Please use this identifier to cite or link to this item: https://scholarbank.nus.edu.sg/handle/10635/223714
Title: EVALUATING THE EFFECTIVENESS OF THE ADVANCED COMMAND TRAINING SYSTEM IN TRAINING COMMANDERS OF THE SCDF
Authors: AARON ZACHARY KIFLIE CHEE YEW
Keywords: Building
PFM
Building Performance and Sustainability
Goh Yang Miang
2017/2018 PFM
Safety
Fire
Issue Date: 18-Jun-2018
Citation: AARON ZACHARY KIFLIE CHEE YEW (2018-06-18). EVALUATING THE EFFECTIVENESS OF THE ADVANCED COMMAND TRAINING SYSTEM IN TRAINING COMMANDERS OF THE SCDF. ScholarBank@NUS Repository.

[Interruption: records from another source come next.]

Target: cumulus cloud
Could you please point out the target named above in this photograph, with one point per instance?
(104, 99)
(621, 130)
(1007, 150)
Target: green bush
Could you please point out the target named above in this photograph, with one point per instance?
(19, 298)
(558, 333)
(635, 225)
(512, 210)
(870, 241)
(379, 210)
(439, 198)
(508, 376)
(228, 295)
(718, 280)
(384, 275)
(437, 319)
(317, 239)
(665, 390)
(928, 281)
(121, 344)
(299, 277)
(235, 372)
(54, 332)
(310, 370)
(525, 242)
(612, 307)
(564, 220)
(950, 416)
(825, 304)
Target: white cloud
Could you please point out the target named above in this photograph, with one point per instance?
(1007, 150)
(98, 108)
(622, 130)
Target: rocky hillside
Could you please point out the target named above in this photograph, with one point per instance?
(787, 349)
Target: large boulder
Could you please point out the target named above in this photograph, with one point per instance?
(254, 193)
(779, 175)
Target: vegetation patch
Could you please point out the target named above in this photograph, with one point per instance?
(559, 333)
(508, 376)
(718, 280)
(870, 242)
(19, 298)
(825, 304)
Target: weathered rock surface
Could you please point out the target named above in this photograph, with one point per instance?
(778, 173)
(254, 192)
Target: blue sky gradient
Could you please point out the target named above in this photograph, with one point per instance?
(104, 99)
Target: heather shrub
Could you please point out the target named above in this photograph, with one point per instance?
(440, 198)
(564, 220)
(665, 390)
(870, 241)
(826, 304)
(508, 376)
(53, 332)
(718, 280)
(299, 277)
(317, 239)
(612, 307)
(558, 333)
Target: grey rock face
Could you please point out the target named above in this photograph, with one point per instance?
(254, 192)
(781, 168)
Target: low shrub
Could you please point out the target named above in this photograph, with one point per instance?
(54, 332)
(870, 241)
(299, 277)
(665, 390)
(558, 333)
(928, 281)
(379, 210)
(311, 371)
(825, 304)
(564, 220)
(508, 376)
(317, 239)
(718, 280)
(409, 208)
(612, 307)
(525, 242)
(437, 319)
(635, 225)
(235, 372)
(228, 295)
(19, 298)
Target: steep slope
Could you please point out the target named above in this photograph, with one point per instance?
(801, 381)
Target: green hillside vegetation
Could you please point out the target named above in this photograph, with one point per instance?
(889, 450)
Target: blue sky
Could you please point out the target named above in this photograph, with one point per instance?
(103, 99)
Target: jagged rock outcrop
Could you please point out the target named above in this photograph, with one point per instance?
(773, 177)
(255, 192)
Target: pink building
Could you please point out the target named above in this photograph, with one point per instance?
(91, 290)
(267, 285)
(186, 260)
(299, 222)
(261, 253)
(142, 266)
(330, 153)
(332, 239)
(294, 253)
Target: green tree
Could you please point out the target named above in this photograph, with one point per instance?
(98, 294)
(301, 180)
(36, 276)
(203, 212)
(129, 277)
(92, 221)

Abstract: Over 4000 fires occur in Singapore yearly, averaging over 10 fires a day. While most of these are small and manageable, on occasion, a large-scale crisis arises such as the 2016 Jurong oil tank fire which took 150 personnel 5 hours to put out. In events like this, it is crucial for the firefighters of the Singapore Civil Defence Force (SCDF) to be properly skilled for the situation. However, due to certain limitations, such large-scale training is not feasible. As such, the SCDF developed a serious game, the Advanced Command Training System (ACTS), which allowed for better training of the firefighters, especially the commanders. The ACTS is meant to enhance the training of the firefighters rather than replace traditional exercises. This study aims to evaluate the ACTS based on a pedagogical framework to ascertain the effectiveness of its usage in training with firefighters. Data and information were gather through literature reviews, case studies, surveys and reflection essays. Interviews were also conducted with two commanders within the SCDF and 37 of their trainees. The data is then analysed statistically with Multi-Linear Regression and Correlation comparing the ACTS and traditional training. The results suggest that the ACTS is more effective than traditional training methods as it is more authentic and reflects a real-world situation more closely. Nonetheless, there were improvements that could be made which are detailed as recommendations for the future.